HANOI — A writer, a Protestant pastor and two other activists have been arrested on charges of attempted subversion as Vietnam’s communist authorities continue to show no tolerance of dissent.
The four had all served previous jail sentences for anti-state convictions and are connected to a lawyer arrested two years ago. The Ministry of Public Security said in a statement on its website that the four were taken into custody on Sunday.
They are Pham Van Troi, 45, from Hanoi; Nguyen Bac Truyen, 49, from Ho Chi Minh City; freelance writer Truong Minh Duc, 57 from Ho Chi Minh City; and Protestant pastor Nguyen Trung Ton, 45 from the northern province of Thanh Hoa.
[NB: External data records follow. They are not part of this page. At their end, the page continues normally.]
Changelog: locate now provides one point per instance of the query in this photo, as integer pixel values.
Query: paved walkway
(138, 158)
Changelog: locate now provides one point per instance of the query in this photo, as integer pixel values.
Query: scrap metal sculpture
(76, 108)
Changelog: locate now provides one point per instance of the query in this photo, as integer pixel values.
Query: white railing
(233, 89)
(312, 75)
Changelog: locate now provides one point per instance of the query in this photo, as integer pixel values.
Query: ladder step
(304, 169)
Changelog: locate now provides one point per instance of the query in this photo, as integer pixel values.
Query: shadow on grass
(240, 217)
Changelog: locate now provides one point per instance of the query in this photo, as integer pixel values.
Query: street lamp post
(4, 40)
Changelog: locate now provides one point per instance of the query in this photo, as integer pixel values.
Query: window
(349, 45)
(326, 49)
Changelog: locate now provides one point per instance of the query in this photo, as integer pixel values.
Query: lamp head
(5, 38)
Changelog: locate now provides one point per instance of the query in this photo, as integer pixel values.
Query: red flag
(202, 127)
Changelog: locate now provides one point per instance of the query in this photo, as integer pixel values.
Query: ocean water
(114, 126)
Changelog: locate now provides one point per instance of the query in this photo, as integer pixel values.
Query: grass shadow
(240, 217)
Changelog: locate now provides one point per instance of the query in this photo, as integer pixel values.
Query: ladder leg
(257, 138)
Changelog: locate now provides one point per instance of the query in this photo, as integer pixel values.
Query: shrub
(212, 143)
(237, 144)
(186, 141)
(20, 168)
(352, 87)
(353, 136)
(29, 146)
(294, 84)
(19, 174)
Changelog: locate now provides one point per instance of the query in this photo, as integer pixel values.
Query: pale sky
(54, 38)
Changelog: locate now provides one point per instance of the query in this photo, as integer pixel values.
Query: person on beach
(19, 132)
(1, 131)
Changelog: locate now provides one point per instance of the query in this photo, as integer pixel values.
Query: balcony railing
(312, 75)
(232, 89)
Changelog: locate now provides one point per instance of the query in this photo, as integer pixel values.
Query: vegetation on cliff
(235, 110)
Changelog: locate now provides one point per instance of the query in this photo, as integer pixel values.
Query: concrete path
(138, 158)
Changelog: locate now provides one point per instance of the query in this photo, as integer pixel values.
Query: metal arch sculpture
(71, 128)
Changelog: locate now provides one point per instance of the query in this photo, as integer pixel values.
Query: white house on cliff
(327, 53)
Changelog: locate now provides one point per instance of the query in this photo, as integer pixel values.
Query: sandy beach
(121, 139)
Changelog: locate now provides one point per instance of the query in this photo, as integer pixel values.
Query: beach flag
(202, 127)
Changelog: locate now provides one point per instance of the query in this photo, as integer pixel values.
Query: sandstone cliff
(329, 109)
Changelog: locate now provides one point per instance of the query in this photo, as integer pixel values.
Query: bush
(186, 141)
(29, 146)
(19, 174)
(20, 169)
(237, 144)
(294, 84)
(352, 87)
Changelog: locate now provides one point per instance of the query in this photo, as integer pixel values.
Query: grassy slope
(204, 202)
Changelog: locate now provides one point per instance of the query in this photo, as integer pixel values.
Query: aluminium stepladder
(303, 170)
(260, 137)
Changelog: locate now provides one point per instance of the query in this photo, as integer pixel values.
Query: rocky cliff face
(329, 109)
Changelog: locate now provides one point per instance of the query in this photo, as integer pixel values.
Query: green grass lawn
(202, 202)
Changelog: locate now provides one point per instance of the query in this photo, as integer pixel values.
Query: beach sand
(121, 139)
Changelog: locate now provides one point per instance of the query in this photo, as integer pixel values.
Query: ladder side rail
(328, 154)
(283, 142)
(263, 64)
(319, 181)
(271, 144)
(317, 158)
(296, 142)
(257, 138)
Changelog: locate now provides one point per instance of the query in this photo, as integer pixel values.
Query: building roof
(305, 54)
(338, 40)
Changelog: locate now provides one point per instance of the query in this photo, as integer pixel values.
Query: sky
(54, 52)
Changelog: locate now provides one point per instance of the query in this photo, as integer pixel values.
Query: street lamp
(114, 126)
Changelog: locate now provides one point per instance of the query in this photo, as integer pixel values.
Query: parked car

They were connected to lawyer Nguyen Van Dai who was arrested along with activist Le Thu Ha in December 2015. Dai himself was convicted of spreading propaganda against the state and sentenced to four years in prison in 2007.
The activists, however, now face much more serious charges of activities that aim at “overthrowing the people’s administration,” an offense that carries up to death penalty.
Despite sweeping economic reforms launched three decades ago that opened up the communist-ruled country to foreign trade and investment, Vietnamese authorities maintain tight control on society and the media and tolerate no challenges to the Communist Party’s monopoly on power.
Their arrests came a month after the two activists were given harsh sentences for anti-state propaganda.
Last week, activists Tran Thi Nga was convicted of spreading anti-state propaganda and sentenced to nine years in prison and prominent blogger Nguyen Ngoc Nhu Quynh, who was also known as Mother Mushroom, was convicted of the same charges and given 10 years in jail a month ago.
The U.N. Human Rights Commission, some Western governments as well as international human rights groups have criticized the convictions on what they say vaguely worded charges and have urged Vietnamese government to release the two.
Hanoi has maintained that there are no political prisoners in Vietnam, only law breakers are put behind bars.